Biden’s nominee to lead the Defense Department, ret. General Lloyd Austin, won a waiver from Congress, just before a Senate vote to confirm him. Austin is the first Black Defense Secretary in the nation’s history. The Senate Finance Committee just approved Biden’s Treasury Secretary pick Janet Yellen, ahead of her full Senate confirmation vote which is expected soon. And, the President has chosen two critically important interim chairs for the Federal Trade Commission (FTC) and the Federal Communications Commission (FCC). His picks of Rebecca Kelly Slaughter at the FTC and Jessica Rosenworcel at the FCC suggest a hardline approach to restoring net neutrality and holding tech companies accountable. Meanwhile Democratic lawmakers have just reintroduced a crucial Constitutional Amendment to overturn the seminal Supreme Court decision known as Citizens United that has unleashed unaccountable moneyed forces to influence government.

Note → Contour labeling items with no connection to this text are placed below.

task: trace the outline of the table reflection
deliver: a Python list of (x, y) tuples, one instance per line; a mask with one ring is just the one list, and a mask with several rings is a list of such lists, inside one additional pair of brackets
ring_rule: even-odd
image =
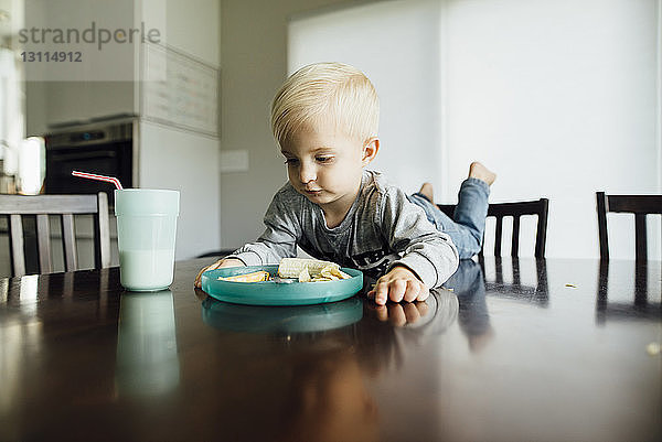
[[(629, 269), (623, 271), (624, 267), (629, 267)], [(630, 281), (615, 278), (610, 281), (610, 269), (619, 274), (627, 272), (633, 274)], [(651, 292), (653, 292), (652, 288), (649, 287), (649, 266), (645, 262), (601, 260), (598, 271), (596, 323), (605, 325), (608, 319), (617, 321), (640, 319), (660, 321), (662, 317), (662, 302), (649, 299)], [(658, 278), (656, 280), (662, 285), (662, 279)], [(618, 298), (621, 298), (618, 301), (609, 301), (610, 282), (613, 285), (611, 287), (612, 294), (616, 292), (619, 295)], [(623, 300), (623, 294), (626, 299), (629, 298), (630, 300)]]
[(115, 380), (119, 396), (157, 396), (179, 384), (172, 292), (125, 292)]

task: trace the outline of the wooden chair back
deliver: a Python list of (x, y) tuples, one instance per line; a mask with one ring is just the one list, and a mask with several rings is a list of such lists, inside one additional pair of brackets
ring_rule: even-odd
[(606, 195), (605, 192), (596, 192), (596, 209), (600, 259), (609, 260), (607, 213), (617, 212), (634, 215), (634, 256), (637, 261), (647, 261), (645, 217), (651, 214), (662, 215), (662, 195)]
[[(437, 206), (452, 218), (455, 204), (437, 204)], [(488, 208), (488, 217), (496, 218), (494, 231), (494, 256), (501, 256), (501, 239), (503, 236), (503, 218), (506, 216), (513, 217), (513, 234), (511, 237), (511, 256), (517, 257), (520, 254), (520, 218), (523, 215), (536, 215), (537, 228), (535, 234), (535, 251), (536, 258), (545, 257), (545, 245), (547, 242), (547, 213), (549, 208), (549, 200), (540, 198), (537, 201), (522, 201), (513, 203), (494, 203)], [(479, 252), (479, 257), (483, 256), (483, 250)]]
[(94, 218), (95, 268), (110, 267), (108, 196), (105, 192), (99, 192), (97, 195), (0, 195), (0, 215), (9, 217), (12, 276), (25, 274), (22, 218), (26, 215), (36, 217), (39, 272), (53, 272), (49, 215), (61, 217), (65, 270), (77, 270), (74, 215), (84, 214), (92, 214)]

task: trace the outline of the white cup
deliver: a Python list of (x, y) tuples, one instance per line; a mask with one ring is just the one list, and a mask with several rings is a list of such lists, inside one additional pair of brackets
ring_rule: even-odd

In international news, the Russian government has welcomed Biden’s proposal to extend the last remaining nuclear treaty with the U.S. The 2010 treaty signed by President Barack Obama and then Russian President Dmitry Medvedev put limits on the number of nuclear warheads and other weapons both nations could have. Biden’s predecessor dismantled many such treaties during his term. And, North Korea has signaled it is willing to work with the U.S. after Biden’s election. The North Korean leader Kim Jong Un had made progress with the previous U.S. president–but then relations soured. It should be noted that in the cases of Russia and North Korea, Democratic Presidents have traditionally had hostile postures.

And finally, the Islamic State has taken credit for two deadly attacks in Iraq of the kind that had become increasingly rare. The U.S. had declared the militant group to be defeated many times over the past four years. It remains to be seen what the Biden administration’s position on Iraq will be, especially considering Mr. Biden’s own leading role in championing a devastating U.S. war there decades ago.